Kelsi Culpepper and Taylor Campione, a same-sex couple from Minneapolis, are filing a complaint with the Minnesota Department of Human Rights after a Target Field security guard rebuked them for kissing at a Twins-Angels game last month. City Pages reported:
Culpepper stopped to use the restroom, giving Campione a quick kiss on the lips as she departed.
Immediately after, a middle-aged, mustached security guard in a Twins hat walked toward her, shaking his head.
"I saw you kissing that girl, you can't do that," the security guard said.
"I can kiss whoever I want to," Campione replied.
"Well, we don't play grab ass here," the guard answered.
By the women's account, the guard then told them, "Here in the stadium, we adhere to the Ten Commandments."

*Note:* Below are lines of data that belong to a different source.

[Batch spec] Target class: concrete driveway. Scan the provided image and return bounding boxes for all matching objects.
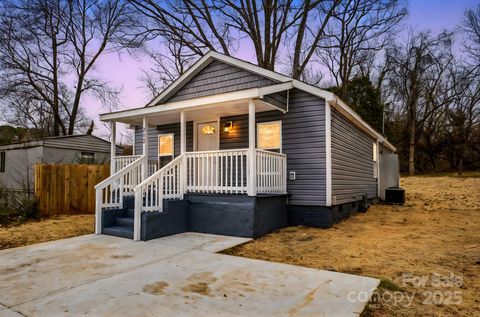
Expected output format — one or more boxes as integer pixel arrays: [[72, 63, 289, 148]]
[[0, 233, 379, 317]]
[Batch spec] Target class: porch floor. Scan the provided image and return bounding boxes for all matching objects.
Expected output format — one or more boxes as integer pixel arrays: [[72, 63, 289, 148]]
[[0, 233, 378, 316]]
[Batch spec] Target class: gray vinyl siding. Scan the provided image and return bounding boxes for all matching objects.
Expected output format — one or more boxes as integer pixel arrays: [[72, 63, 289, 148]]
[[134, 121, 193, 161], [0, 146, 45, 190], [380, 143, 393, 154], [220, 90, 326, 206], [331, 109, 377, 205], [0, 135, 116, 191], [166, 60, 276, 102]]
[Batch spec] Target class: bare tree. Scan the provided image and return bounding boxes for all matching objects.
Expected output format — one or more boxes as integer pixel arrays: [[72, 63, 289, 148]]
[[461, 4, 480, 63], [389, 31, 456, 175], [0, 0, 138, 135], [129, 0, 340, 78], [316, 0, 407, 97]]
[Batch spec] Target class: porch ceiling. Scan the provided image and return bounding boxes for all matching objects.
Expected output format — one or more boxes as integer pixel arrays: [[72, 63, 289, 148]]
[[106, 99, 276, 125], [100, 82, 292, 125]]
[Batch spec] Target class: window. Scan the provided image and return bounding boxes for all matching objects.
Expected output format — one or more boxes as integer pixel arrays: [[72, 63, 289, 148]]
[[158, 133, 173, 156], [257, 121, 282, 152], [80, 152, 95, 164], [0, 152, 5, 173]]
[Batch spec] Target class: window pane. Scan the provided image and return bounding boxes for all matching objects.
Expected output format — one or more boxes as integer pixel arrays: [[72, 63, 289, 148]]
[[80, 152, 95, 164], [158, 134, 173, 156], [257, 122, 281, 149]]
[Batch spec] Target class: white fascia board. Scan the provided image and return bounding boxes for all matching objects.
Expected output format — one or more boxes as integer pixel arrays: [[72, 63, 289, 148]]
[[145, 52, 213, 107], [293, 80, 396, 151], [207, 52, 396, 151], [258, 81, 293, 98], [100, 88, 261, 121]]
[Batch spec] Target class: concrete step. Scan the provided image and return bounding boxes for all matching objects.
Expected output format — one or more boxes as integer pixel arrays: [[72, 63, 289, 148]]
[[102, 226, 133, 239], [115, 217, 134, 228]]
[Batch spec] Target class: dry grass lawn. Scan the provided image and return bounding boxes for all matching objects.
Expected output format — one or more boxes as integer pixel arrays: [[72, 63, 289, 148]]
[[226, 174, 480, 316], [0, 215, 95, 250], [0, 173, 480, 316]]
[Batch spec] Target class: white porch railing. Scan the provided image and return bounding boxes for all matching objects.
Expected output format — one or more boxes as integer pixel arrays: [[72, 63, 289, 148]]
[[185, 149, 248, 194], [99, 149, 287, 240], [256, 150, 287, 194], [113, 155, 142, 173], [133, 155, 184, 241], [135, 149, 287, 212], [95, 156, 145, 234]]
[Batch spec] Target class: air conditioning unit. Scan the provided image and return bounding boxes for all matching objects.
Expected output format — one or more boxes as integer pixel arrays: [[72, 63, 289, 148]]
[[385, 187, 405, 205]]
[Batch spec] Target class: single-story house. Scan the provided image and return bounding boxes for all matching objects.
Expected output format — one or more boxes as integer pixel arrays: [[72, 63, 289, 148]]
[[0, 135, 123, 192], [96, 52, 398, 240]]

Lesbianism is not mentioned in Exodus 20. The game was, however, played on a Friday and lasted until 11:31 p.m., more than two and a half hours after sunset, in violation of the Fourth Commandment. (For people with alternative Sabbaths, the series also included a game that began by daylight on Saturday and another one played on Sunday.) Leading off for the Twins was Denard Span, who once hit his own mother with a foul ball (Fifth Commandment) and who earlier this year said, "Thank God we didn't get no-hit today" (Third).
Among the decorations at Target Field is a 750-pound bronze statue (Second Commandment) of adulterer (Seventh) Kirby Puckett.